Whether studying cell processes and codes in humans, animals, plants or other living organisms, molecular biologists are needed in a spectrum of career fields. They utilize their knowledge of chemistry, cell physiology, genetics, physics and other sciences in their career studies.

These professionals must experiment to gain results and push the boundaries of their research areas. Biotech companies might need molecular biologists to genetically engineer new crops to improve their health and consumption rate. Other molecular biologists may develop a new way to test the validity of drugs used to stimulate safe gene growth and fight off disease.

Molecular biologists need to understand gene sequencing, cell signaling and gene expression, as well as organize and differentiate cells. They need to accurately record information and interpret results, which are to be passed on and communicated with others for non-scientific consumption.

Molecular Biology Job Duties

Molecular biologists work with advanced lab equipment, like cloning kits, DNA synthesizers, electron guns and temperature cyclers. They regularly emphasize deductive reasoning and critical thinking in their tasks, as they attempt to enact change to processes and reinforce new methodology in solving problems. For instance, molecular biologists might be focused on how to change genetic properties in order to assist in curing or slowing disease infestation.

Job opportunities exist in private industries, universities and government agencies. In private industry, molecular biologists can serve as consultants while advising on scientific issues, such as environmental problems. For the government, they can research new ways to treat and diagnose disease. In universities, teachers are needed to help push new minds to grow the field and instruct students on how to conduct research properly and question existing models of scientific thinking.

Molecular Biologist: Education Requirements

Bachelor of Science in Biological Sciences

These 4-year programs can provide the groundwork for those who want to become molecular biologists. Obtaining a bachelor's degree in mathematics or biology may also be sufficient. Students gain experience in a laboratory, which is essential since research is necessary for molecular biologists. Other common courses in these programs include:

  • Genetics
  • Biology
  • Physiology
  • Chemistry

Master of Science in Molecular and Cell Biology

These 2-year programs serve to further enhance knowledge in molecular and cell biology. They can be used as springboards for those who want to enter doctoral degree programs, which can lead to research and teaching opportunities.
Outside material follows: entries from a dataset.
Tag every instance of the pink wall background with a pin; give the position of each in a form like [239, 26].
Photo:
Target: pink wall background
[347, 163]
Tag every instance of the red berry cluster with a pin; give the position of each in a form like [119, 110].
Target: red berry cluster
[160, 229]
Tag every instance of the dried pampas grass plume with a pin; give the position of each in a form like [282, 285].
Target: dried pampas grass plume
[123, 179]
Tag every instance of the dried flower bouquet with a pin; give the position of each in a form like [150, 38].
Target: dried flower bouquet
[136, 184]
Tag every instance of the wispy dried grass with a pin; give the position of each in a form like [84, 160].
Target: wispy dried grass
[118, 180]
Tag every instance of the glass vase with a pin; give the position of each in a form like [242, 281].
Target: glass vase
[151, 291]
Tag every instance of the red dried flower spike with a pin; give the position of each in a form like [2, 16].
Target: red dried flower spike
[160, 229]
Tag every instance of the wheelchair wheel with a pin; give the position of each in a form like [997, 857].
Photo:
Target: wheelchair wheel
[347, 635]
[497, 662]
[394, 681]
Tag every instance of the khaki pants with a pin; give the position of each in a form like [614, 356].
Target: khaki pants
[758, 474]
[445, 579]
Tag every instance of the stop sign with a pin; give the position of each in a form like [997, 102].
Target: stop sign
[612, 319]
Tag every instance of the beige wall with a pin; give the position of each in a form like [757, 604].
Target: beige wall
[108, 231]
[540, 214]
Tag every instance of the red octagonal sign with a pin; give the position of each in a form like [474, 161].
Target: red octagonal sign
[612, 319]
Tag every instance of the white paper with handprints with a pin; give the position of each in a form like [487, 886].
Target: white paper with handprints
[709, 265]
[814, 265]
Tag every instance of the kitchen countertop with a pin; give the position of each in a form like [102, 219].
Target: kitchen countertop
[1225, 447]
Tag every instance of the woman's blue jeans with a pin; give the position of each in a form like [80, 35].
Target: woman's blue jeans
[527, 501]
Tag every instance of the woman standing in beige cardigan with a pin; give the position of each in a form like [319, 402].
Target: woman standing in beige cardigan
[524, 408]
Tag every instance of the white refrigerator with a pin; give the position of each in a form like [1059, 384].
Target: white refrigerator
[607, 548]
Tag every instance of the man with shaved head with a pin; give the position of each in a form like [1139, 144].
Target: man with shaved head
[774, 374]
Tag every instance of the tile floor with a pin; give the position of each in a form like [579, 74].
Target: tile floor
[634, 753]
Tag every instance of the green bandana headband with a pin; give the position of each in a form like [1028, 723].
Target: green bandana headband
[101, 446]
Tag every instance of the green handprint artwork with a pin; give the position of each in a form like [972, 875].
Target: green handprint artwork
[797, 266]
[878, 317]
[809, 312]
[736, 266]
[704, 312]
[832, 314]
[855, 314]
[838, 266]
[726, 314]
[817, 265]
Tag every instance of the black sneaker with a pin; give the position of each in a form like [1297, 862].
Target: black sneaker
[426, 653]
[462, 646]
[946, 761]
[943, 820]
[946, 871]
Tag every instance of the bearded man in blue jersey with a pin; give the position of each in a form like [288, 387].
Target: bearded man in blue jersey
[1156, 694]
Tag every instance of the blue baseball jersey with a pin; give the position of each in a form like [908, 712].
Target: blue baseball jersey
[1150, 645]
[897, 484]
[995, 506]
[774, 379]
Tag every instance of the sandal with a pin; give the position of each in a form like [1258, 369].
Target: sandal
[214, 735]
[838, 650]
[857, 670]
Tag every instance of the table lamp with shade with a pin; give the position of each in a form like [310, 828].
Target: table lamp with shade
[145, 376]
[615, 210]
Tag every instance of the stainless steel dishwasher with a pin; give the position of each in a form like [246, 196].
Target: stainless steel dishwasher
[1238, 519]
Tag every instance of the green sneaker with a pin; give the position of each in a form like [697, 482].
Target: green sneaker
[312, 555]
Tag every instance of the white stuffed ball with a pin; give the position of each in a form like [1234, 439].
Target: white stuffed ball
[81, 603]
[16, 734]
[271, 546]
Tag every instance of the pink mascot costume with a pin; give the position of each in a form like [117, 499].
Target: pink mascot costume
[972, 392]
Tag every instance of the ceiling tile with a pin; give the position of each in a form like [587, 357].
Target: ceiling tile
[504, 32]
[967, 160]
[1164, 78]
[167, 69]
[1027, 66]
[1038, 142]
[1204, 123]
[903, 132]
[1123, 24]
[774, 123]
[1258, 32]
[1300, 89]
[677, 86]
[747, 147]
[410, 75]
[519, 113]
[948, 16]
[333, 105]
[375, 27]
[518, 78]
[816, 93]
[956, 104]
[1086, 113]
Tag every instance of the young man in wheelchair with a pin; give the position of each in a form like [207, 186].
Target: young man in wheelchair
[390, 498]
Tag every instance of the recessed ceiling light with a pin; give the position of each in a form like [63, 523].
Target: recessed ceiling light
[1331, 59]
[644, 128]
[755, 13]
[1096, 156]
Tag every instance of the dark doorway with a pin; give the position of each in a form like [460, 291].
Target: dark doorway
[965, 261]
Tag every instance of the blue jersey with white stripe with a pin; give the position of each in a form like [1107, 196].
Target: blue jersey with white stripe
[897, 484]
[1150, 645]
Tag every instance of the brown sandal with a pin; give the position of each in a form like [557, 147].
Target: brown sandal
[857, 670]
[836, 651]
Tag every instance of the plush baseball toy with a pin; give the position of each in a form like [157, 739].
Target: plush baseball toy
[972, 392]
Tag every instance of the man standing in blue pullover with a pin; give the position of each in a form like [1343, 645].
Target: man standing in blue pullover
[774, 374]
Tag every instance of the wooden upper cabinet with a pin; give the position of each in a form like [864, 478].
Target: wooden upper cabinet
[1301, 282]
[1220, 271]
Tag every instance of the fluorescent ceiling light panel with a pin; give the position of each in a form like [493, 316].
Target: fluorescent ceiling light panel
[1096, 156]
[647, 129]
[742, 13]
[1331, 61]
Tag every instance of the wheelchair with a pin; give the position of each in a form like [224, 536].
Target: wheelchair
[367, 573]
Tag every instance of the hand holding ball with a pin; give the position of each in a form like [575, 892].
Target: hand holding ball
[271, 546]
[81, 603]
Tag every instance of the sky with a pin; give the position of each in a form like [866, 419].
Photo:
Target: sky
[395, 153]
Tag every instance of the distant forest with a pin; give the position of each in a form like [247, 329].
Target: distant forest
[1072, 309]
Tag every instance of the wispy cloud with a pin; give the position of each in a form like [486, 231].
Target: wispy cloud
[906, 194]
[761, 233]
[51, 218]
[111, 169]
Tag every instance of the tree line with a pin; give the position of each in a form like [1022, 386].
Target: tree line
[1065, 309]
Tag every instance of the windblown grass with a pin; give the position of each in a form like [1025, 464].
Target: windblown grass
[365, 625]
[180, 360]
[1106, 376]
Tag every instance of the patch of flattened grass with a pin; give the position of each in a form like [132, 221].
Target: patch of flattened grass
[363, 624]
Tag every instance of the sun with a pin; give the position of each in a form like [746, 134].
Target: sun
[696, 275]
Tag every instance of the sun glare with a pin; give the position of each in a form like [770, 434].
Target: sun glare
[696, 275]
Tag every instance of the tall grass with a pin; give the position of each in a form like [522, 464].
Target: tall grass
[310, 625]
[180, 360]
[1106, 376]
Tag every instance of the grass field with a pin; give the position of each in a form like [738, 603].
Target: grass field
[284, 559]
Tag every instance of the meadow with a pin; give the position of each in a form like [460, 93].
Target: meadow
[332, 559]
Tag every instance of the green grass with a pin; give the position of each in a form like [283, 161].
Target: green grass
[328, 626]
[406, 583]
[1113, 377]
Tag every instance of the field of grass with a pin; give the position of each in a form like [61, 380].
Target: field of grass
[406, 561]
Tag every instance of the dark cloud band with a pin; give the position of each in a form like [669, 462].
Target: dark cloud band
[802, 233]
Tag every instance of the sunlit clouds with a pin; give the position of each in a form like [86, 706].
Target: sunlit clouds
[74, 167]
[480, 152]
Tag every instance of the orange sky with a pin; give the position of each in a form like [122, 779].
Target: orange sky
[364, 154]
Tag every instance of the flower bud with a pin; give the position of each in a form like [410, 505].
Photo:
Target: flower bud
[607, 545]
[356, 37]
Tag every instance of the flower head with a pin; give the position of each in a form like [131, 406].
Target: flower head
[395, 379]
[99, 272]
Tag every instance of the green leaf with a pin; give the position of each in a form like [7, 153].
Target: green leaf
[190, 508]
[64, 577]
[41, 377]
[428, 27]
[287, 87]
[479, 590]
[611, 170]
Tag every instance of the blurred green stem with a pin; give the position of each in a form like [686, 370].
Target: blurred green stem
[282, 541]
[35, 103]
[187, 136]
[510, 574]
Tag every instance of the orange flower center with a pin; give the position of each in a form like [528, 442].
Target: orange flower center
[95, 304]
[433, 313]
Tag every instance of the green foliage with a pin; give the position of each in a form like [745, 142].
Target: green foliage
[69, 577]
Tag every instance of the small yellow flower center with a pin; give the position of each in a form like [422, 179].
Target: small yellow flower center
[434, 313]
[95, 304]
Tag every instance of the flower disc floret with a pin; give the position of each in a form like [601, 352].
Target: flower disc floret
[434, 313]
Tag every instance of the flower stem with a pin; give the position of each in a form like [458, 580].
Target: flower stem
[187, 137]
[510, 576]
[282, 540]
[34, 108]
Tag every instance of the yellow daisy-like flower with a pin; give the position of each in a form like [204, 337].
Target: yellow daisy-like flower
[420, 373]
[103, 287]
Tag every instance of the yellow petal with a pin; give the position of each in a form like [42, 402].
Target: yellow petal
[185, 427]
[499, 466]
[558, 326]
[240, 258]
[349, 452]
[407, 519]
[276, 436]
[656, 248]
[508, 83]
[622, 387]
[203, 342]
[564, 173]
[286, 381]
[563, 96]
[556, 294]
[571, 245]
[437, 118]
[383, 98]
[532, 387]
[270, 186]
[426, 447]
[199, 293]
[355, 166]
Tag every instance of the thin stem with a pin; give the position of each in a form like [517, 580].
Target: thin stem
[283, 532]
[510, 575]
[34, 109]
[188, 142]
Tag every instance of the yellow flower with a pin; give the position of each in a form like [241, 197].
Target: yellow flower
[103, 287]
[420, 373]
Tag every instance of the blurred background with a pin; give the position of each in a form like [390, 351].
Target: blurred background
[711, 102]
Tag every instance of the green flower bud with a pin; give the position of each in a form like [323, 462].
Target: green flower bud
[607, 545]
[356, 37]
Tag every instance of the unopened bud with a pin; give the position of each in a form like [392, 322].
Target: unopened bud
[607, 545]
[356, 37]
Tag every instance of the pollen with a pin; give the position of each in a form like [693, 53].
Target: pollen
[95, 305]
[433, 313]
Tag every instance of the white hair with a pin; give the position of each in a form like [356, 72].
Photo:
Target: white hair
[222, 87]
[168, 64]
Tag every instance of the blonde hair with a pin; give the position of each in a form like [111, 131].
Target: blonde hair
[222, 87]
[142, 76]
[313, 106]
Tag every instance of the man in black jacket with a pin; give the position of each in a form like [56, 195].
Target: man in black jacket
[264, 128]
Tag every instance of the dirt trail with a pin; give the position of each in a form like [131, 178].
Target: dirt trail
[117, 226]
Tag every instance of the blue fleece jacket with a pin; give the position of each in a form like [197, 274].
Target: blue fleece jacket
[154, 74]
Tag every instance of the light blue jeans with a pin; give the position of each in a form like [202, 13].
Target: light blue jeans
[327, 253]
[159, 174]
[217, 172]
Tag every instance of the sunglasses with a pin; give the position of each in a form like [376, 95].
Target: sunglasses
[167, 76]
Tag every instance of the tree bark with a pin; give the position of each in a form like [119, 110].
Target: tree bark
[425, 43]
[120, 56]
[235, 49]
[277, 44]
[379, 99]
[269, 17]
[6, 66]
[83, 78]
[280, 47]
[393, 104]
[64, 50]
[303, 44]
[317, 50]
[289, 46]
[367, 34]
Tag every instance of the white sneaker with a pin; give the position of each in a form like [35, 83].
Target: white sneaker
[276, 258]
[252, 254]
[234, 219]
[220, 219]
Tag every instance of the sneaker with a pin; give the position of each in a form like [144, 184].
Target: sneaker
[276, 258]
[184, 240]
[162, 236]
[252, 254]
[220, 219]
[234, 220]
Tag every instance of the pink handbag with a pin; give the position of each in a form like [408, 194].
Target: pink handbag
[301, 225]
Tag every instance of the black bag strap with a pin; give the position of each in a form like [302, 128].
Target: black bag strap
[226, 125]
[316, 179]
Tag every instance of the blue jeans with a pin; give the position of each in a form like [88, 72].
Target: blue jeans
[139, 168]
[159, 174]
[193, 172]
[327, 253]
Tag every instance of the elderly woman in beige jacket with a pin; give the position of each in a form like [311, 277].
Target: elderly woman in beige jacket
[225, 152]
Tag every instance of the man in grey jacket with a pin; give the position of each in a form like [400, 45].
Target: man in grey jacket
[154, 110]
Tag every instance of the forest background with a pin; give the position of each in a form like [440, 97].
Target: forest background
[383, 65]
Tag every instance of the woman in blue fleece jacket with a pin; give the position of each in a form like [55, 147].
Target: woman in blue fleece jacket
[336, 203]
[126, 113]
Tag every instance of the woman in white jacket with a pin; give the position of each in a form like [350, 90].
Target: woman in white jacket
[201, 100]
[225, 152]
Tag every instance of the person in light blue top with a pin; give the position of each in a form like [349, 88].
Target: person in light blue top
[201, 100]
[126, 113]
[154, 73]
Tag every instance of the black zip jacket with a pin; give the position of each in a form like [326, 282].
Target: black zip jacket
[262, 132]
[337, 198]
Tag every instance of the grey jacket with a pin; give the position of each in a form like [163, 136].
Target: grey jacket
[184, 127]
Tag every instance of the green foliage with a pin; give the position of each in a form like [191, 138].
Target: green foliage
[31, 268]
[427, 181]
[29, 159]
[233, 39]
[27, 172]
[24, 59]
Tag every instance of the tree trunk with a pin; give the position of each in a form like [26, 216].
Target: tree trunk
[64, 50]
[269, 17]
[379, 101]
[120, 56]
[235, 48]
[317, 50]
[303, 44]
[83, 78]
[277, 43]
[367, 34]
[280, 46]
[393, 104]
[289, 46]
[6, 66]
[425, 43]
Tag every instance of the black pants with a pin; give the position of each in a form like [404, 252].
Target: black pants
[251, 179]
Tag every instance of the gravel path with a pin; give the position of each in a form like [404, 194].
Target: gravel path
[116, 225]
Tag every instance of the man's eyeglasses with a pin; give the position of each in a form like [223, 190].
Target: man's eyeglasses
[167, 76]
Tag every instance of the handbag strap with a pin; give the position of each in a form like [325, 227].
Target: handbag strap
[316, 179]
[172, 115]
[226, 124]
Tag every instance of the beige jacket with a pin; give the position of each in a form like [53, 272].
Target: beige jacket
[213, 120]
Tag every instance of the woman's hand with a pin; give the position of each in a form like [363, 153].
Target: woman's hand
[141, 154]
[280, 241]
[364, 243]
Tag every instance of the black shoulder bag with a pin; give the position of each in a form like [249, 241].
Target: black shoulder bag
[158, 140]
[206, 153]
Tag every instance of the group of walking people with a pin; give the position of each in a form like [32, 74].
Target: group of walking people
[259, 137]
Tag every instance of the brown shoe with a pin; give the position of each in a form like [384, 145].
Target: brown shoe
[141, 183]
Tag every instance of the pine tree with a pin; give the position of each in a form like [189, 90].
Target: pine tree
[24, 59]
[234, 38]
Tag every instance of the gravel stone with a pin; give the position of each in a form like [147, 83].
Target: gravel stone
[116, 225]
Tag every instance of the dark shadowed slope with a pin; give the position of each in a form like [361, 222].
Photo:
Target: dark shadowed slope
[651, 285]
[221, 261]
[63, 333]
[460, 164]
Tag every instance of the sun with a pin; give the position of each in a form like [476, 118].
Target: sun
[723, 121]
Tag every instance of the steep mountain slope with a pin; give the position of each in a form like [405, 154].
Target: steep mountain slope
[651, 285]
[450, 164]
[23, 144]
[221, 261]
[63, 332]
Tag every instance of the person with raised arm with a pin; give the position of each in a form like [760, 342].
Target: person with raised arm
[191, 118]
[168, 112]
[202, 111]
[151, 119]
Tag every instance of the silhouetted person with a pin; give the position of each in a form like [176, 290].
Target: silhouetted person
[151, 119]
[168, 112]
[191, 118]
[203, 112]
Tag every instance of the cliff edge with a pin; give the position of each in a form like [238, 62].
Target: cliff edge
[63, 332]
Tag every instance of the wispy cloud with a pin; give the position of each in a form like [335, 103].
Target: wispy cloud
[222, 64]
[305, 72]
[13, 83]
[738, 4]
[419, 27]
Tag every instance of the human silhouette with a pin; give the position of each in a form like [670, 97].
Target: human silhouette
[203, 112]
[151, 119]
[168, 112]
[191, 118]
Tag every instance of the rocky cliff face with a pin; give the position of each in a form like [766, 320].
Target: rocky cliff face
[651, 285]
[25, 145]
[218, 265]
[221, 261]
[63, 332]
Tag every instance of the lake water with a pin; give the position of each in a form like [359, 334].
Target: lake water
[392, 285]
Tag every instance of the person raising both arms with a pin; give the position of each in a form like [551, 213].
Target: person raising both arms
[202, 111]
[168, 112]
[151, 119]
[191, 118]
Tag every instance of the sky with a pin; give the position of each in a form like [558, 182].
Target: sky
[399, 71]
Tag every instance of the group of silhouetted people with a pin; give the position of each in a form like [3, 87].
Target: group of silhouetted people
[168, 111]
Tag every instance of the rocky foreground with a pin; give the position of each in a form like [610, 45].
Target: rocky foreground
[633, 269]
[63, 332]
Common courses include:

  • Cell signals and structures
  • Computational biology
  • Molecular biology

Doctor of Philosophy in Molecular and Cellular Biology

These programs take as many as five years to complete. They include both advanced studies in molecular biology and laboratory work. The majority of the second half of these programs focuses on full-time research projects. Common courses include:

  • Advanced biochemistry
  • Stem cell research
  • Multiple lab rotations

Job Outlook and Salary Information

The U.S. Bureau of Labor Statistics (BLS) projected job growth of 19%, much faster than the average for all occupations, for biochemists and biophysicists from 2012-2022. The BLS reported a mean annual salary of $91,960 for these professionals as of May 2014.